With the holiday shopping season largely behind us, the bad news will start to flow soon from the usual retail suspects. J.C. Penney (OTC:JCPN.Q), Sears (NASDAQ:SHLDQ), and a variety of struggling mall retailers will almost certainly report poor results whenever they release fourth-quarter earnings reports.
Those reports will lead to a lot of stories about how Amazon (NASDAQ:AMZN) has devastated brick-and-mortar retail. The reports will point out that roughly 9,300 retail stores closed in 2019, up from 5,844 in 2018 and 8,069 in 2017. These stories will generally omit the fact that for every retailer closing a store, 5.2 are opening new locations. They will also fail to note that just a few chains are driving the majority of the closures -- 16 retailers were responsible for 73% of closures, according to the National Retail Federation as of summer 2019.

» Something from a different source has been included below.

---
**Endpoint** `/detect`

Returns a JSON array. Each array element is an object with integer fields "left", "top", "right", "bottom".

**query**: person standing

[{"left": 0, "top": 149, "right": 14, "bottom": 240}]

It's a confusing situation for investors. The "retail apocalypse" narrative has some grounding in truth, but it's a very simplistic view of what's actually happening.
What's happening in retail?
Retailers that chose to ignore the digital side of their business (or lacked the resources to invest) have struggled. E-commerce sales remain less than 15% of overall retail sales. That number may inch up during the holiday season, but it's fair to say that most shoppers still visit brick-and-mortar stores.
What has changed is that consumers expect an omnichannel model. The consumer wants to be able to combine how they shop in-store and online however they choose, whenever they choose. They may browse at a store and order for online delivery. They may order online and pick up at the store. Some shoppers will mix and match methods on the same trip.
Retailers that have embraced consumer convenience, such as Walmart, Target, and Best Buy, have thrived by making the shopping experience as easy as possible for consumers.
These stores understand that consumers have choices -- and Amazon looms over nearly every purchase. They have invested heavily in their supply chain (to be able to get products to consumers) and their merchandise (to have unique items that drive shoppers to their physical and digital stores).
How should investors proceed?
If a retailer does not have a deep war chest -- or financiers willing to fund massive changes, the end has already been written. J.C. Penney, for example, has good leadership in CEO Jill Soltau and some great ideas in how to revamp its stores. It also has almost no cash on hand (less than $200 million) and roughly $4 billion in debt.
Sears has the same problem as does Forever 21, GameStop, and a bunch of other struggling mall- and strip mall-based retailers. These chains will fail because there's a recipe for success in the current retail marketplace, and they can't afford the ingredients.
There are a few on-the-fence retailers that may or may not succeed. Macy's leadership, for example, seems to understand the problem and has some cash to make changes. In most cases, however, even knowing what's wrong won't be enough, so investors should pay close attention to available cash before listening to any turnaround plans.
More department stores will close, as will many longtime mall staples. They'll be replaced by smaller stores and digital-native brands looking to add the convenience of brick-and-mortar locations. It's a changing of the guard, or a shakeout of retailers that failed to change with the times, not an apocalypse.